Perhaps, the intensity and intimacy of the stories behind the works in the exhibition may overlook or justify the formation of how an artist becomes an artist (or interpret as creating a spectacle out of our own little personal histories that do not matter in the wider sense of the world). However, what we have here are images and forms derived from the only way we know how to tell what it’s like being a 13-year-old girl and the years that follow marking their coming of age. “Why Am I the One Always Packing Up My Stuff?” considers female narratives that are told without any apparent representation of the female figure. Instead, the exhibition flourishes on the reconciliation of memories built from time, place, and feeling as expressed by the artists.

 

In Poeleen Alvarez’s “Small Pond”, the town of Obando, Bulacan is at the center of the artist’s recollection. Remembered for its perennial flooding as much as it is celebrated for the local community’s miraculous fertility dance, the artist’s hometown is situated on a strip of land caught in between several urban towns and the Manila Bay. Alvarez’s work is an illustration of how she fears the looming construction of the Bulacan Aerotropolis – an urban utopia set to be built on reclaimed marshlands, to completely eradicate and place her hometown underwater.

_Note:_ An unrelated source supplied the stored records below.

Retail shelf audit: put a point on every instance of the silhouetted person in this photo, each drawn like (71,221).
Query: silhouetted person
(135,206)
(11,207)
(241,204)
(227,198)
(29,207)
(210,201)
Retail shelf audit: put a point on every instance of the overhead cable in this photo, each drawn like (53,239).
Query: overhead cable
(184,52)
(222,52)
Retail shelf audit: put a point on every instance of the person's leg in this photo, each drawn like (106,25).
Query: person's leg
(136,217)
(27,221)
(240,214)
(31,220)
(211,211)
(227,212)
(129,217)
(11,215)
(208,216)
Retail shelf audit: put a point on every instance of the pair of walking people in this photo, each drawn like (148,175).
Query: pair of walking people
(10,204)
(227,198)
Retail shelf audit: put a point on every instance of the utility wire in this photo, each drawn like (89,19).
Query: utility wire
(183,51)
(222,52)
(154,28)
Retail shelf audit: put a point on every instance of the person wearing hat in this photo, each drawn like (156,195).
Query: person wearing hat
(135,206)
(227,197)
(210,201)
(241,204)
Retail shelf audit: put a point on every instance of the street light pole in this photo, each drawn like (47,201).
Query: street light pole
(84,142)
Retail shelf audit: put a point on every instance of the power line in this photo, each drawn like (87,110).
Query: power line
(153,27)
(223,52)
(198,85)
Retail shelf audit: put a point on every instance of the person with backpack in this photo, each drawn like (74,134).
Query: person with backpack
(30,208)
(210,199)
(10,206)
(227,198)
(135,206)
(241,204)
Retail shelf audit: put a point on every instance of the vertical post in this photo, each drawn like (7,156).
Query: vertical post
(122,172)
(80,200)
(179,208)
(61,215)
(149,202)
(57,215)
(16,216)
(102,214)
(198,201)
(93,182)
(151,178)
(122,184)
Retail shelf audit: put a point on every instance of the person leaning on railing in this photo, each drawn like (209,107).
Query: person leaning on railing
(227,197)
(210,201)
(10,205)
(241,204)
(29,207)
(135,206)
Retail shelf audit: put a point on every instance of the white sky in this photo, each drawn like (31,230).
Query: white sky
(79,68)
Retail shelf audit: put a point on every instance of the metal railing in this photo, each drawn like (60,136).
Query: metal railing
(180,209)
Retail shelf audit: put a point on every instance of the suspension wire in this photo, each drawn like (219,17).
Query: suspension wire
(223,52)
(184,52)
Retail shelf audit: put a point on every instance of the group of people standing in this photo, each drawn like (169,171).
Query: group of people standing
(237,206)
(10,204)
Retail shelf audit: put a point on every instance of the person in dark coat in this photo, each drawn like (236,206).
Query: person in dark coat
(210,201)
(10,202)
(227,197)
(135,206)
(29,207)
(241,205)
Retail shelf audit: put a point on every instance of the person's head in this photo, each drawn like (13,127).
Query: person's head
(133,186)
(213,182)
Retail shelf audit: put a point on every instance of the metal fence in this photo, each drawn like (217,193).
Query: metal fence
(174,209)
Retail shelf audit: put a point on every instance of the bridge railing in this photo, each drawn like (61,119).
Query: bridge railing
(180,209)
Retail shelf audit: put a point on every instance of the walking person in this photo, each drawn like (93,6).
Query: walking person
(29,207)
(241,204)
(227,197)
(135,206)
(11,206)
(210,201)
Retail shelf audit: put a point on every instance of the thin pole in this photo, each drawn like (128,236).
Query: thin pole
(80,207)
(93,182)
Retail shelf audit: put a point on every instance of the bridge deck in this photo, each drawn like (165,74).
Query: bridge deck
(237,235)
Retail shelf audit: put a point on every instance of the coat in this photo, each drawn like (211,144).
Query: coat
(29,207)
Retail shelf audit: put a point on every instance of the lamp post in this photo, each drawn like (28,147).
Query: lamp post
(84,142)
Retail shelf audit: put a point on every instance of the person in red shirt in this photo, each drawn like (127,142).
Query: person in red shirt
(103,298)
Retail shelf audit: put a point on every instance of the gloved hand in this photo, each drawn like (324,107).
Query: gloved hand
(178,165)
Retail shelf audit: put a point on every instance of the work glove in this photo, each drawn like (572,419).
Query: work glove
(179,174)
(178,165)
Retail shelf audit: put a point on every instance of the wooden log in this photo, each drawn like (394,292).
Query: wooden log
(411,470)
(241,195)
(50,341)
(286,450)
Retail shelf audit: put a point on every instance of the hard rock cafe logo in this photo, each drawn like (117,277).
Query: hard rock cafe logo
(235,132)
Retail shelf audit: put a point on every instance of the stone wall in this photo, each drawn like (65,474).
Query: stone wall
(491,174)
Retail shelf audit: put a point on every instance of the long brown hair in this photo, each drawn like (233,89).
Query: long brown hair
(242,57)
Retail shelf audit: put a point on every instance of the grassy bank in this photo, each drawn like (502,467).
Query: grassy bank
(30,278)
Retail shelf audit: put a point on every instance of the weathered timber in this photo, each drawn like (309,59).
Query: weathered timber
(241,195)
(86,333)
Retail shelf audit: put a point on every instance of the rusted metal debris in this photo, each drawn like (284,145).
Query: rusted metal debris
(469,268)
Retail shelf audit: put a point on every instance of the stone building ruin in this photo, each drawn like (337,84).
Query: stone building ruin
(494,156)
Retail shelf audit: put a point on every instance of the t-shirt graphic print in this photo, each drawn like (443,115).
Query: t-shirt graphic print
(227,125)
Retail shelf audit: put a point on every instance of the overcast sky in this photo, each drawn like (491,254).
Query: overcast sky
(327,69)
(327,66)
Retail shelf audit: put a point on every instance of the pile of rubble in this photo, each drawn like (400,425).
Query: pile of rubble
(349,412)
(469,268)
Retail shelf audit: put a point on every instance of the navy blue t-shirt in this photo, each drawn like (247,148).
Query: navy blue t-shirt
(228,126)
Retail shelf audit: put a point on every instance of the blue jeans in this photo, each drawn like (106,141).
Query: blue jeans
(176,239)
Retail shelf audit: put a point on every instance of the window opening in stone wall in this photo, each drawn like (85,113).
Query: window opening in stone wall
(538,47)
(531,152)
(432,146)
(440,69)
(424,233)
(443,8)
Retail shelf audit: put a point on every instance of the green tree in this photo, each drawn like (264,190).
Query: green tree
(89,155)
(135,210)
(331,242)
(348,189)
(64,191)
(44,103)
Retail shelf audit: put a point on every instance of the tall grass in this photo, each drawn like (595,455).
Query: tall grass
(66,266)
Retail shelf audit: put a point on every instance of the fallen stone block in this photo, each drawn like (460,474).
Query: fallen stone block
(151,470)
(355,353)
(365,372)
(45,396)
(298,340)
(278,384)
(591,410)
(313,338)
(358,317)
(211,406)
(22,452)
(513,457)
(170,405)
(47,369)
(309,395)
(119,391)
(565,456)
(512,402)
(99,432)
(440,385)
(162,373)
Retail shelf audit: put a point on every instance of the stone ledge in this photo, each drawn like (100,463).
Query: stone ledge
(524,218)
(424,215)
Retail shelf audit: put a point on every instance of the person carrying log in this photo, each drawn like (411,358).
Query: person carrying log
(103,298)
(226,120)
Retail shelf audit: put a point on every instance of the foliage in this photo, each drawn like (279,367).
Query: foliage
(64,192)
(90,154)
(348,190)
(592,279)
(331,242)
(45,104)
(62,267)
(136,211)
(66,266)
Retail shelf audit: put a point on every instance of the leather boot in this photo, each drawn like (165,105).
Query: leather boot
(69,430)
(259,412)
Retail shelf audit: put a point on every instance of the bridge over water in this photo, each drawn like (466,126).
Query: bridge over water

Here, Alvarez uses unfired stoneware clay to make a cast of eroded cement, which is a visual representation of Obando; weathered by water in increments through time. With the clay shaped after the map of Obando, a separatory funnel and retort will stand to simulate the rhythmic dropping of water, reminiscent of an hourglass. The process is captured on video and combined with a collection of clips taken around the town throughout the years.

 

            Tammy De Roca’s large installation is a visual representation of how the artist struggled to initially remember her state at the height of her transformation to adulthood. De Roca realizes that in doing so, she forcefully suppresses these thoughts and memories due to traumatic experiences. The artist then, creates works that resemble fragments of her inaccessible past resulting in a work that appears like a shiny void.

 

Faye Pamintuan’s watercolor paintings combine the two places where she lived through her coming of age years (Texas and the Philippines) into an imagined landscape. Here, landmarks and images suggest the intervention of identity through illustrations of fences, posts, and suggestive walls. Through her shaped works on paper, Pamintuan executes control in the way she brings together her history by mapping her own sense of self and completely taking charge of how she would reveal parts of her life through marking and cutting the watercolor paper. Living a life in between two different countries, Pamintuan’s transformation to adulthood notes a journey that encompasses immigration and repatriation.

 

In another series, Alvarez and Pamintuan, who both call the province of Bulacan home, collaborate on a visual journal that seeks to chronicle their parallel childhood years. Here, Alvarez’s photographs of her neighborhood are translated by Pamintuan in abstract forms; a way of considering what the latter’s childhood might be like if the conditions were different and she didn’t have to migrate to the United States. A sort of pacification is found among the images that the two artists present in the exhibition thriving on nostalgia and in looking back at something missed or lost.

 

Lastly, we would like to dedicate this exhibition to the loving memory of Tracy De Roca (1997 – 2019).